Suede - Coming Up (Cover Artwork)
Staff Pick

Suede

Coming Up (1996)

Nude


Q: So what exactly are bands meant to do when the guitarist leaves, only a vocal cult likes your new, weird album, and you seem down and out?

A: Get another player, start it all up again, and make some chartstorming hits.

Coming Up was the initiation of the new era of Suede, with a replacement for Bernard Butler in lead guitarist Richard Oakes and additional member Neil Codling. Suede 2.0 was even glossier, hookier, louder than the previous Suede (who lest we forget did have Brett Anderson ecstatically swinging a mic against his ass), and had a remarkable sense of pop as standard by which all should be judged. The songs here are catchy, swaggering, and large: nothing is small-scale. There's no deeply solemn art rock a la “Daddy's Speeding” on the previous record, no creepy chanting. Coming Up is the soundtrack of British hedonism circa 1996: the yuppies, council estate teens, druggies, and celebrities all united beyond class and social strata under the goal of having a good time.

And what a great soundtrack. Coming Up especially in its more euphoric singles, as Codling's keyboards surge on “Filmstar” for example, reaches a pinnacle of bubblegum glam. Everything is heightened, churned into a single candy-coated album mix by Ed Buller. Anderson's voice is higher than it's ever been on the gleefully anthemic “Trash” for example, finding liftoff in the final chorus syllable: “We're the litter on the breeze/We're the lovers on the streets /Just trash, me and you/It's in everything we dooooooo”. Subtlety was rarely in the band's vocabulary anyway, but Coming Up laughs at the whole concept of going small. Strings, large backbeats, and attacking guitar compete for space on pseudo-Bondian song “She”, and the result is as exhausting as it is exhilarating.
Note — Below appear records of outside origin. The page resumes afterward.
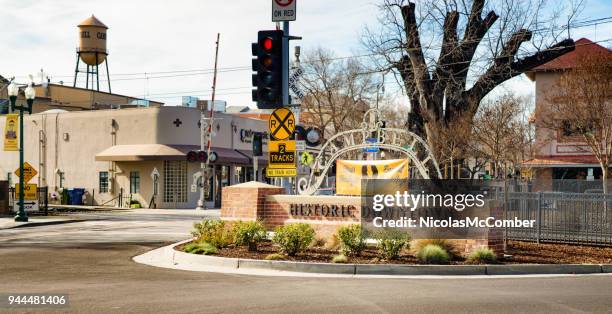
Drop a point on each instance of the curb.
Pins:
(44, 223)
(187, 260)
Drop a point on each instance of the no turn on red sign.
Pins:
(283, 10)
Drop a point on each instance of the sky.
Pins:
(147, 39)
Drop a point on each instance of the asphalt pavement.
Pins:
(91, 262)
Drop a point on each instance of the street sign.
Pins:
(281, 159)
(281, 172)
(29, 192)
(28, 172)
(300, 145)
(281, 123)
(283, 10)
(306, 158)
(281, 154)
(371, 149)
(154, 173)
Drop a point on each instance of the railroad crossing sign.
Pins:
(281, 159)
(283, 10)
(281, 124)
(28, 172)
(29, 192)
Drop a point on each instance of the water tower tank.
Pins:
(92, 41)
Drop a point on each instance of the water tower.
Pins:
(92, 51)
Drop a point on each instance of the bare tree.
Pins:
(453, 140)
(581, 106)
(338, 91)
(491, 50)
(499, 133)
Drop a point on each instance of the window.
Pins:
(175, 181)
(103, 178)
(570, 130)
(134, 182)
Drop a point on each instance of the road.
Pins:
(91, 262)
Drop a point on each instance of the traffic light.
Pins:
(268, 63)
(257, 144)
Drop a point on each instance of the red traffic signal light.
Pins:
(268, 67)
(267, 43)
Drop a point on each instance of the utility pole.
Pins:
(206, 136)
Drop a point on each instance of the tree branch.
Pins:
(503, 68)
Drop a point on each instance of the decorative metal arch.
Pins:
(393, 139)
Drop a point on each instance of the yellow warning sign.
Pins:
(28, 172)
(29, 192)
(281, 154)
(280, 172)
(281, 123)
(11, 135)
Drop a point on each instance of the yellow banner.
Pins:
(350, 172)
(11, 133)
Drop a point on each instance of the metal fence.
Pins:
(576, 218)
(42, 194)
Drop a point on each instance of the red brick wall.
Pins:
(4, 197)
(277, 212)
(245, 203)
(268, 205)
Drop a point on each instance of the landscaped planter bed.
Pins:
(521, 253)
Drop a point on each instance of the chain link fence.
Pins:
(576, 218)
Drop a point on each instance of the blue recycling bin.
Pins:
(76, 196)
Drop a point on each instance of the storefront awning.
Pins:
(142, 152)
(561, 161)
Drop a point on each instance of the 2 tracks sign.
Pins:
(281, 149)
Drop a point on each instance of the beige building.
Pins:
(56, 96)
(109, 151)
(559, 154)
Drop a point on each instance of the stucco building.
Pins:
(559, 154)
(109, 151)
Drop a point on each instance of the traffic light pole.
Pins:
(285, 182)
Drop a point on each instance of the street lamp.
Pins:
(30, 94)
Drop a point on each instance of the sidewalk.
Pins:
(9, 222)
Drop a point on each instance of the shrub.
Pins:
(274, 257)
(443, 243)
(340, 259)
(249, 233)
(433, 254)
(293, 238)
(391, 242)
(333, 243)
(203, 248)
(319, 242)
(213, 232)
(482, 256)
(352, 240)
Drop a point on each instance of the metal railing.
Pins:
(576, 218)
(42, 194)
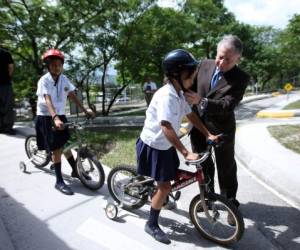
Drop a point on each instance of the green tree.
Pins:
(211, 20)
(147, 39)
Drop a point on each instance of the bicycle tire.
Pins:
(39, 158)
(130, 200)
(89, 164)
(218, 209)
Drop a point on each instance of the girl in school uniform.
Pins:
(53, 90)
(157, 144)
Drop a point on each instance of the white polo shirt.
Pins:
(149, 86)
(58, 93)
(166, 105)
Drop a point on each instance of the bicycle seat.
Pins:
(203, 156)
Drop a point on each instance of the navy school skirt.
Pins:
(47, 138)
(161, 165)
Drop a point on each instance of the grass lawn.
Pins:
(287, 135)
(293, 105)
(115, 147)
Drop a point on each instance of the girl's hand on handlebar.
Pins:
(59, 125)
(214, 138)
(191, 156)
(90, 114)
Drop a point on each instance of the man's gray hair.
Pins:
(231, 41)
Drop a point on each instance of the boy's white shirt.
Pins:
(58, 93)
(166, 105)
(151, 84)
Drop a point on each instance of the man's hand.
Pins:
(214, 138)
(59, 125)
(90, 114)
(192, 97)
(191, 156)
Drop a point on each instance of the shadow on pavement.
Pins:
(279, 224)
(25, 230)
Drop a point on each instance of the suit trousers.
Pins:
(225, 163)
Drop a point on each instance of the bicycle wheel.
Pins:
(215, 226)
(39, 158)
(90, 171)
(123, 186)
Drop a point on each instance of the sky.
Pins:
(264, 12)
(258, 12)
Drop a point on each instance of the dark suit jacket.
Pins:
(219, 114)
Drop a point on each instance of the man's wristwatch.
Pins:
(203, 104)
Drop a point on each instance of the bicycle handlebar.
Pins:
(77, 124)
(204, 156)
(206, 153)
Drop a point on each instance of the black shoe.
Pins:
(10, 132)
(157, 233)
(62, 187)
(231, 220)
(85, 175)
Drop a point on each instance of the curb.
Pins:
(264, 167)
(5, 240)
(278, 113)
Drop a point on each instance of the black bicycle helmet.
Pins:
(178, 60)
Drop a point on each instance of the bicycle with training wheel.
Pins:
(208, 211)
(86, 162)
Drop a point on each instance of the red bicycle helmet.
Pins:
(53, 53)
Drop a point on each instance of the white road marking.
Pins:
(272, 190)
(99, 232)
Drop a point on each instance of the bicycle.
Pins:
(86, 162)
(208, 211)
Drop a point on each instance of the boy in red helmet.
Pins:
(53, 90)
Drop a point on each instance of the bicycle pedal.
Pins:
(143, 191)
(177, 195)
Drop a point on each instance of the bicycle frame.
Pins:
(185, 178)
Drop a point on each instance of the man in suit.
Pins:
(219, 87)
(7, 114)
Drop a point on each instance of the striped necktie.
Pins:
(215, 78)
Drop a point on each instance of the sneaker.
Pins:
(65, 189)
(208, 204)
(157, 233)
(231, 220)
(85, 175)
(170, 205)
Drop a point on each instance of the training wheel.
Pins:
(111, 211)
(22, 166)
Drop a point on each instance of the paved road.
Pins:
(38, 217)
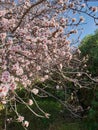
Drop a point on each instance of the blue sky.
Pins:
(90, 27)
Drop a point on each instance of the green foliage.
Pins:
(89, 46)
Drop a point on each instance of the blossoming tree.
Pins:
(35, 39)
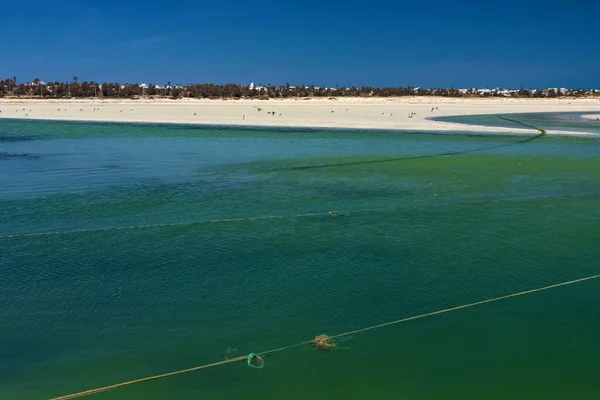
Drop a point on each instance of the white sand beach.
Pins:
(342, 112)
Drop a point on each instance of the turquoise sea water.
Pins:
(560, 121)
(157, 247)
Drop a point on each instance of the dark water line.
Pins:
(437, 155)
(306, 215)
(522, 124)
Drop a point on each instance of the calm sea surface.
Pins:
(132, 250)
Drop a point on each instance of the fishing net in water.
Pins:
(323, 342)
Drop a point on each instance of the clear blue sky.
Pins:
(428, 43)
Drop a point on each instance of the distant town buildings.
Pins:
(75, 88)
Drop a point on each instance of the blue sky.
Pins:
(427, 43)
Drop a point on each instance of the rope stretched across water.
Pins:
(241, 358)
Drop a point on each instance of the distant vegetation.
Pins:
(75, 89)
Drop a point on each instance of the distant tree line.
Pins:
(75, 89)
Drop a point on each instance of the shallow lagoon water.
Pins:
(249, 259)
(557, 121)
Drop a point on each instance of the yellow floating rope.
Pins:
(322, 339)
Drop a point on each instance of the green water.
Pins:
(234, 248)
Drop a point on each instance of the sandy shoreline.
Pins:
(359, 113)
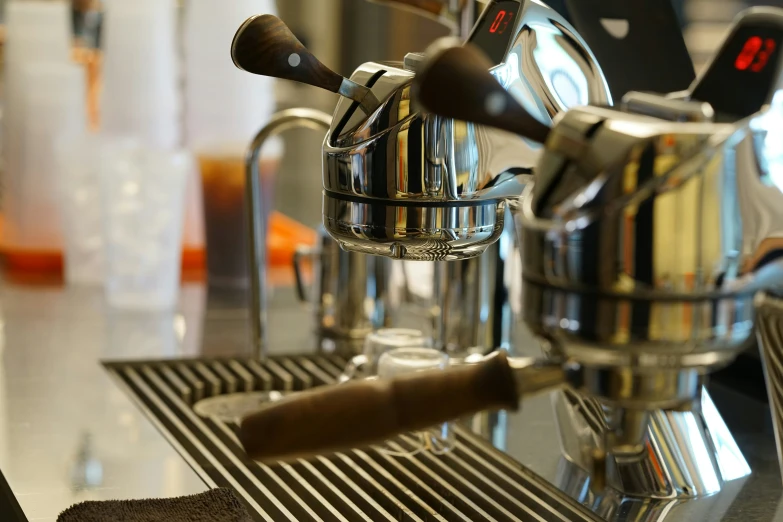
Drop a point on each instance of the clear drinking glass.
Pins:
(402, 361)
(143, 206)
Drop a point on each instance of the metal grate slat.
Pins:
(474, 482)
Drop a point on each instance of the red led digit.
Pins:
(748, 53)
(763, 56)
(498, 20)
(506, 21)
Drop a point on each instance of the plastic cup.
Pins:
(141, 96)
(36, 32)
(80, 160)
(143, 194)
(438, 439)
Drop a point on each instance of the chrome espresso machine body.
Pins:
(650, 235)
(422, 187)
(416, 186)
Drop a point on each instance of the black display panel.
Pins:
(743, 76)
(494, 30)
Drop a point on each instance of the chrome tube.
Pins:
(256, 218)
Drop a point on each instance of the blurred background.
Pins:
(142, 93)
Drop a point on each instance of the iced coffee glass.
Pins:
(223, 183)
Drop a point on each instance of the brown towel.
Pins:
(216, 505)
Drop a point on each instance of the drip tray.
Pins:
(474, 482)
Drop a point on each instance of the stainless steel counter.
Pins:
(68, 433)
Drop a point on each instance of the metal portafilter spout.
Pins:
(256, 216)
(361, 413)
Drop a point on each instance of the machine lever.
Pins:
(264, 45)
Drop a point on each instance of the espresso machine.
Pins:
(470, 303)
(649, 235)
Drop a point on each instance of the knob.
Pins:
(456, 83)
(264, 45)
It's the rock equivalent of an excellent blockbuster that all but begs for you to love it.

Still at its best Coming Up has a balance of joy and melancholia just as 70's glam secretly did. (Is there a more poignant rock song about sexual confusion than “Drive In Saturday”?) This is still at its core music by outsiders who happen to be allowing a few more people into the fold. “By The Sea” is a haunting piano ballad where the couple look forward to their suicide, as Brett Anderson warmly sings “He can walk out anytime across the sand, into the sea, into the brine.” Not quite cocktail party stuff.

But my favorite song here is one of their masterpieces, “The Chemistry Between Us” - Richard Oakes as a guitar player was never better, his luxurious and melodic riffs finding a bittersweet (heh) ecstasy on the dance floor. “Between Us” in sound is somewhere between Fifties retro-glam and Judy Garland, the La-la-la vocals floating through thin air – when Brett sings “We are young and not tired of it”, it's utterly triumphant and utterly pitiful just as the best pop ballads can be. The narrator wonders openly about whether they and their lover are too old for this shit, maybe “just capital flash/in a stupid love”. “Class A, Class B/Is that the only chemistry between us?” Anderson croons, the song spiralling towards a come-down, Oakes' guitar surrendering to fluttering strings and blissful surrender.

The closer “Saturday Night” is the hangover to the faded and fucked up highlights of the album, as the narrator promises “Whatever makes her happy, whatever makes it alright” to their depressed significant other. Like the song with the same title by The Blue Nile, Saturday night holds totemic meaning here, and all these British working class kids can do is put all of their hope into that time, with its grand promise of a good time. The album finishes on that sad note, a perfect pop album cut short by the intrusion of reality.

Spawning several chart hits in England, Coming Up was a commercial peak for Suede as a band and their last truly great record for awhile. They had several hits with the next two albums, but this would be their best work until their (excellent) reunion. It's an exuberant, playful pop/rock album, delighted in the young and vibrant world it lives in. There's nothing else I can ask of pop music.